Re: [PATCH 1/2] sched/core: switch struct rq->nr_iowait to a normal int

From: Thomas Gleixner
Date: Thu Feb 29 2024 - 14:54:01 EST


On Thu, Feb 29 2024 at 10:49, Jens Axboe wrote:
> On 2/29/24 10:42 AM, Thomas Gleixner wrote:
>> So but I just noticed that there is actually an issue with this:
>>
>>> unsigned int nr_iowait_cpu(int cpu)
>>> {
>>> - return atomic_read(&cpu_rq(cpu)->nr_iowait);
>>> + struct rq *rq = cpu_rq(cpu);
>>> +
>>> + return rq->nr_iowait - atomic_read(&rq->nr_iowait_remote);
>>
>> The access to rq->nr_iowait is not protected by the runqueue lock and
>> therefore a data race when @cpu is not the current CPU.
>>
>> This needs to be properly annotated and explained why it does not
>> matter.
>
> But that was always racy before as well, if someone else is inc/dec'ing
> ->nr_iowait while it's being read, you could get either the before or
> after value. This doesn't really change that. I could've sworn I
> mentioned that in the commit message, but I did not.

There are actually two issues here:

1) atomic_read() vs. atomic_inc/dec() guarantees that the read value
is consistent in itself.

Non-atomic inc/dec is not guaranteeing that the concurrent read is a
consistent value as the compiler is free to do store/load
tearing. Unlikely but not guaranteed to never happen.

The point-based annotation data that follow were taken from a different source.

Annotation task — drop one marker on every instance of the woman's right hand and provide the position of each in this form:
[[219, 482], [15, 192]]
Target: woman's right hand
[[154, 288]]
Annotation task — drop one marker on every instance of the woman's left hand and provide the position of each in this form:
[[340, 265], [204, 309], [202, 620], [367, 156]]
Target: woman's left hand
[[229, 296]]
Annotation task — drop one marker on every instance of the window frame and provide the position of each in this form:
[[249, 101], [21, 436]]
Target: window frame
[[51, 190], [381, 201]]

KCSAN will complain about it sooner than later and then someone has
to go and do the analysis and the annotation. I rather let you do
the reasoning now than chasing you down later :)

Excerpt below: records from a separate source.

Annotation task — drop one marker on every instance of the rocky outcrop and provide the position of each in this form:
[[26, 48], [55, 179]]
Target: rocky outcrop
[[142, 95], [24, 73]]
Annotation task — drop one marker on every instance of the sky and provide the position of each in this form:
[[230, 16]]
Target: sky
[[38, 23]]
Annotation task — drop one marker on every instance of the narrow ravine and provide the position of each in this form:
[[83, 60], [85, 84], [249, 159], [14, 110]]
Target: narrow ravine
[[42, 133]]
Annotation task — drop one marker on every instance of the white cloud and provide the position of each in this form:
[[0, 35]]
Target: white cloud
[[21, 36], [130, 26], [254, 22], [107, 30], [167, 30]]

2) What's worse is that the result can be completely bogus:

i.e.

CPU0 CPU1 CPU2
a = rq(CPU1)->nr_iowait; // 0
rq->nr_iowait++;
rq(CPU1)->nr_iowait_remote++;
b = rq(CPU1)->nr_iowait_remote; // 1

r = a - b; // -1
return (unsigned int) r; // UINT_MAX

The consumers of this interface might be upset. :)

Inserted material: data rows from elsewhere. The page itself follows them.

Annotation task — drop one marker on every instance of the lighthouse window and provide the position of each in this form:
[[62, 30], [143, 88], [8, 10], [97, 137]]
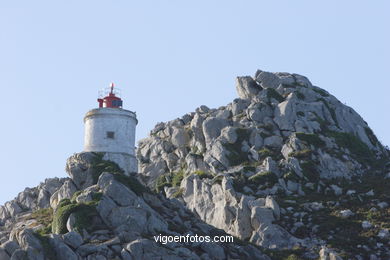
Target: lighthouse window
[[111, 135]]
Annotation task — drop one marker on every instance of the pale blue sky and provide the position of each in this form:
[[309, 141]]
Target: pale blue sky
[[169, 57]]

While with a single atomic_t it's guaranteed that the result is
always greater or equal zero.

>> So s/Reviewed-by/Un-Reviewed-by/
>>
>> Though thinking about it some more. Is this split a real benefit over
>> always using the atomic? Do you have numbers to show?
>
> It was more on Peter's complaint that now we're trading a single atomic
> for two, hence I got to thinking about nr_iowait in general. I don't
> have numbers showing it matters, as mentioned in another email the most
> costly part about this seems to be fetching task->in_iowait and not the
> actual atomic.

On the write side (except for the remote case) the cache line is already
dirty on the current CPU and I doubt that the atomic will be
noticable. If there is concurrent remote access to the runqueue then the
cache line is bouncing no matter what.

On the read side there is always an atomic operation required, so it's
not really different.

I assume Peter's complaint was about the extra nr_iowait_acct part. I
think that's solvable without the extra atomic_t member and with a
single atomic_add()/sub(). atomic_t is 32bit wide, so what about
splitting the thing and adding/subtracting both in one go?

While sketching this I noticed that prepare/finish can be written w/o
any conditionals.

int io_schedule_prepare(void)
{
int flags = current->in_iowait + current->in_iowait_acct << 16;

current->in_iowait = 1;
current->in_iowait_acct = 1;
blk_flush_plug(current->plug, true);
return flags;
}

void io_schedule_finish(int old_wait_flags)
{
current->in_iowait = flags & 0x01;
current->in_iowait_acct = flags >> 16;
}

Now __schedule():

if (prev->in_iowait) {
int x = 1 + current->in_iowait_acct << 16;

atomic_add(x, rq->nr_iowait);
delayacct_blkio_start();
}

and ttwu_do_activate():

if (p->in_iowait) {
int x = 1 + current->in_iowait_acct << 16;

delayacct_blkio_end(p);
atomic_sub(x, task_rq(p)->nr_iowait);
}


and try_to_wake_up():

delayacct_blkio_end(p);

int x = 1 + current->in_iowait_acct << 16;

atomic_add(x, task_rq(p)->nr_iowait);

nr_iowait_acct_cpu() becomes:

return atomic_read(&cpu_rq(cpu)->nr_iowait) >> 16;

and nr_iowait_cpu():

return atomic_read(&cpu_rq(cpu)->nr_iowait) & ((1 << 16) - 1);

Obviously written with proper inline wrappers and defines, but you get
the idea.

Hmm?

Thanks,

tglx